Es sabido que el argumento clásico dirá que los tributos permiten abonar los salarios de los maestros y de las fuerzas de seguridad, de los trabajadores de la salud y de los servidores públicos en general. También repetirán que gracias a eso se construyen hospitales y escuelas, comisarías y caminos.

La gente lo entiende y hasta lo avala, pero luego bajo ese razonable planteo aparecen mágicamente los autos oficiales y los choferes, el despliegue de la comitiva de aduladores y el ejército de militantes que parasitan aprovechando la opacidad de la información pública.

Durante mucho tiempo se naturalizaron estas nefastas prácticas. Cierta resignación hizo que todos aceptaran con mansedumbre ese abuso de poder de quienes ostentan las máximas jerarquías. Pero eso parece haber encontrado un límite y las reglas empiezan a cambiar.

Un hartazgo que atraviesa todas las capas sociales se ha convertido en un mecanismo que se expresa en las urnas castigando sin piedad a esos personajes que son considerados el símbolo de esas malas formas de hacer política.

Soplan vientos en otra dirección y lo que antes era tolerado sin chistar comienza a mutar. Las redes sociales, la rebeldía juvenil, la democratización de la información y la impunidad se han conjugado de tal manera que ese cóctel de diversos ingredientes hoy ha estallado.

El desprestigio de la política no se explica sólo en los pésimos resultados de la gestión sino fundamentalmente en una percepción de que los que llegan al poder lo hacen para hacer negocios y para usar las arcas públicas para provecho propio, mejorando su calidad de vida a expensas de los que trabajan sin privilegio alguno.

Algunos políticos astutos han entendido este mensaje y entonces comprenden que su vida pública debe ser normal, transparente y sobre todo muy cuidada. Sus votantes no aceptarán ostentación ni aplaudirán lujos inaceptables. Criticarán cualquier despropósito y esperan que la política deje de ser lo que fue hasta acá para intentar ser mucho mejor que antes.

Sin embargo, otros políticos, resisten esta tendencia. No lo hacen por necedad sino más bien por necesidad. Vinieron para apropiarse del patrimonio de todos. Aspiran a “salvarse”, a enriquecerse apelando a esquemas de corrupción estructural que pululan. Han visto como lo han hecho sus predecesores y no tienen duda de que han llegado a sus cargos para lucrar con esa ocasión probablemente transitoria y única.

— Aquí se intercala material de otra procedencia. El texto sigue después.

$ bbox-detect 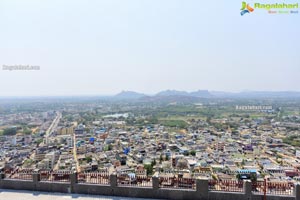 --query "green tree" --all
[3,127,17,135]
[190,150,196,156]
[144,165,153,175]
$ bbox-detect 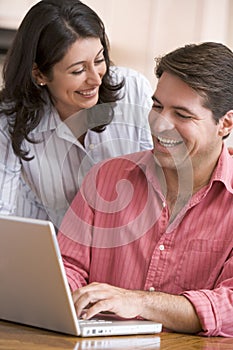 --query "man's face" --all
[149,72,222,171]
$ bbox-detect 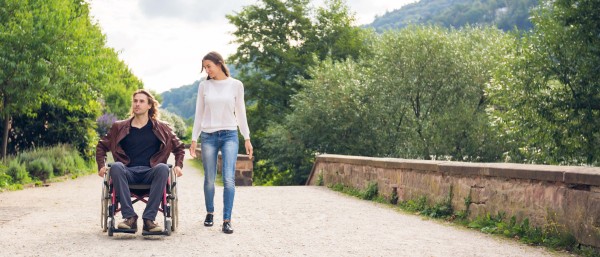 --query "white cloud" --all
[88,0,414,93]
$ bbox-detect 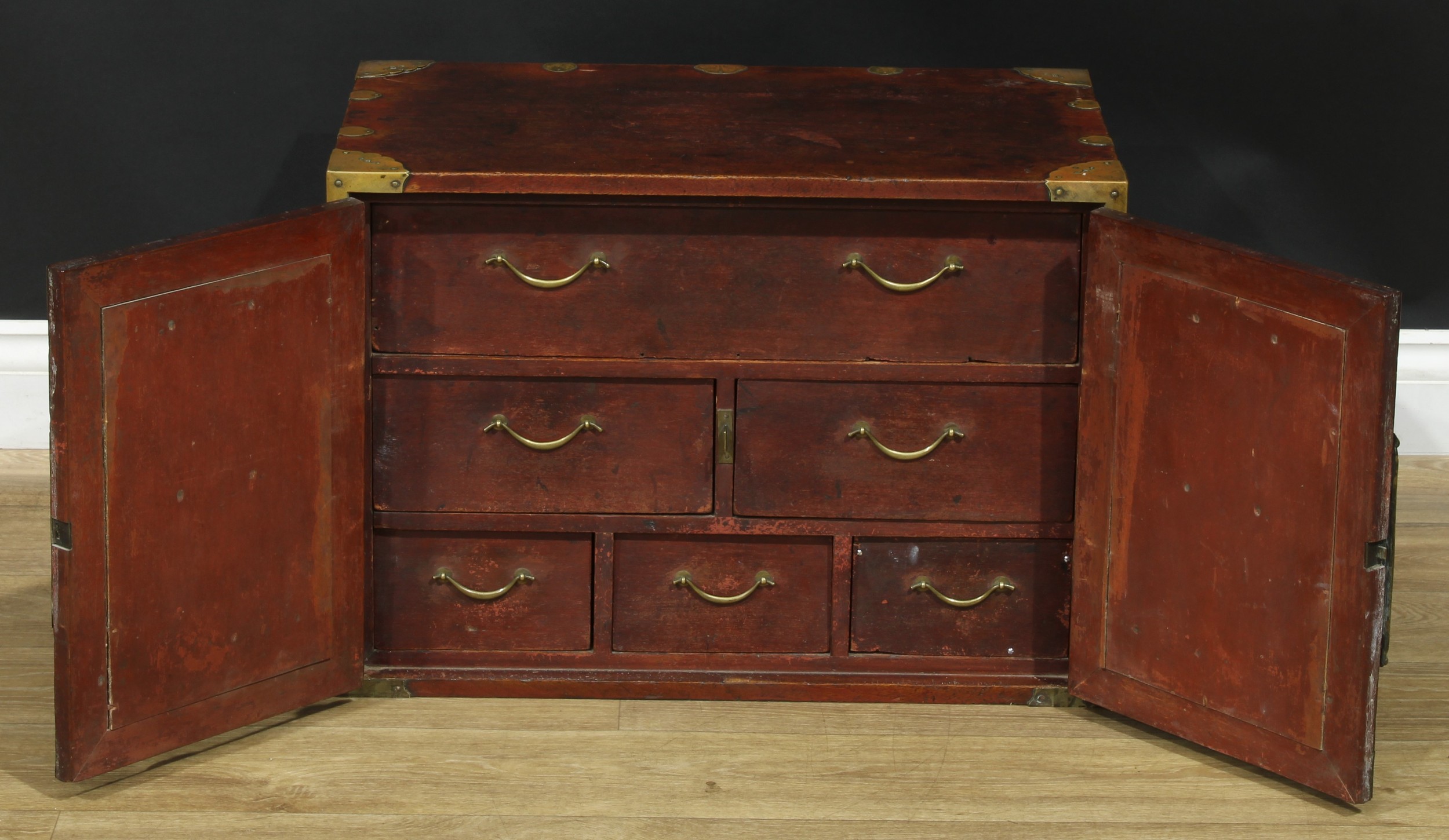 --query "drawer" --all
[373,377,715,513]
[735,381,1077,521]
[614,535,832,653]
[373,532,594,651]
[373,204,1081,364]
[851,539,1072,658]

Minimizan lo que los demás dicen a viva voz, le quitan relevancia justamente para seguir operando como siempre, del mismo modo, sin contemplaciones. Han engañado tantas veces a la sociedad que confían en que sus redes y acuerdos los eximirá de rendir cuentas.

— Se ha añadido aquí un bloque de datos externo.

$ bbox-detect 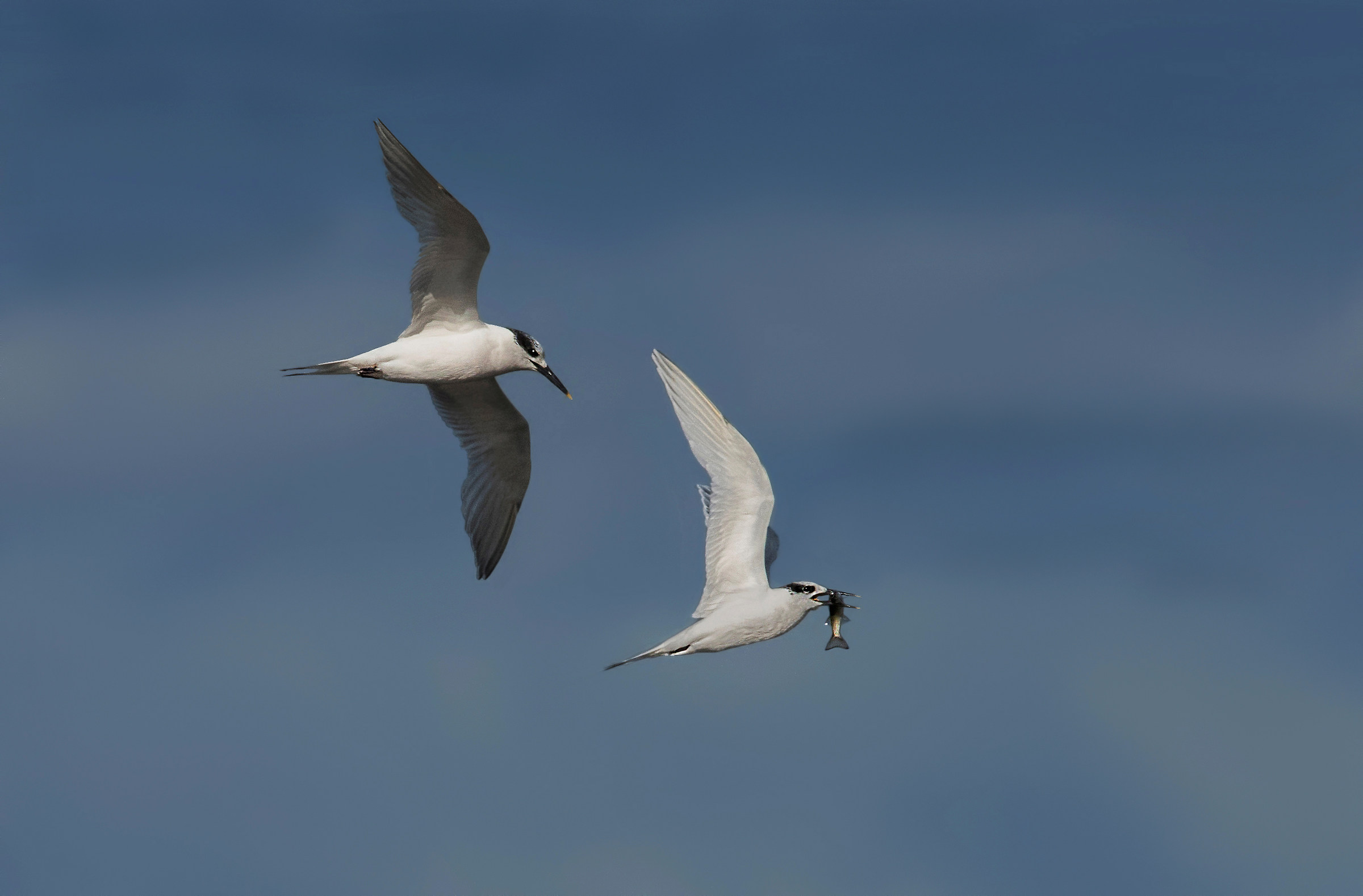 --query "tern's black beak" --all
[540,363,572,397]
[815,588,862,610]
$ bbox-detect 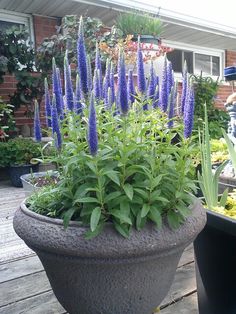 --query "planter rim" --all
[13,201,206,261]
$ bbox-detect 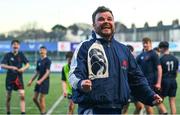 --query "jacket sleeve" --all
[69,43,88,90]
[128,53,155,106]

En el fondo subestiman a los votantes. Los consideran manada y están convencidos de que distribuyendo dinero a mansalva comprarán voluntades como en el pasado y así perduran por décadas manejando a la mayoría como se les plazca.

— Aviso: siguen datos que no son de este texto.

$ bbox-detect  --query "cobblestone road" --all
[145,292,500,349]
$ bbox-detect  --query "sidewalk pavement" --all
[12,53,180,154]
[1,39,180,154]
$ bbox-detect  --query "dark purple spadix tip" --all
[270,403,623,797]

Habrá que decir que la historia del país, valida parcialmente esa forma de analizar la realidad. Pero quizás haya que abrir la cabeza para advertir que todo está girando a gran velocidad, que las nuevas generaciones son menos cobardes que las anteriores, que el cansancio ha derivado en bronca y que cuando las comunidades dicen basta el cambio no tiene reversión posible.

Subestimar esta tendencia puede ser peligroso para los depredadores seriales. Los ciudadanos están atentos a lo que pasa a su alrededor, están vigilando el comportamiento de los funcionarios, son cruelmente críticos y no tienen temor en “escrachar” en público a quienes desprecian.

Esos personajes que antes caminaban por las calles presumiendo su falsa importancia ahora se esconden por temor a las represalias de una sociedad que esta desilusionada de sus líderes, que aborrece la política por este tipo de actitudes y hasta cuestiona a la democracia por los mismos motivos.

En este contexto los buenos políticos tienen una oportunidad fabulosa de recuperar la esencia de esa actividad que nació para ayudar a las comunidades a desarrollarse. Cuidar el dinero de la gente es símbolo de respeto al trabajo ajeno y un gesto que habla de la ética y la moralidad de los dirigentes.

A los que no registren lo que está sucediendo y decidan continuar con las mañas de siempre les espera el repudio y el ostracismo. La gente ya los tiene identificados y muchos están cerca del retiro forzado de la política. Aunque se enojen esto ya está pasando.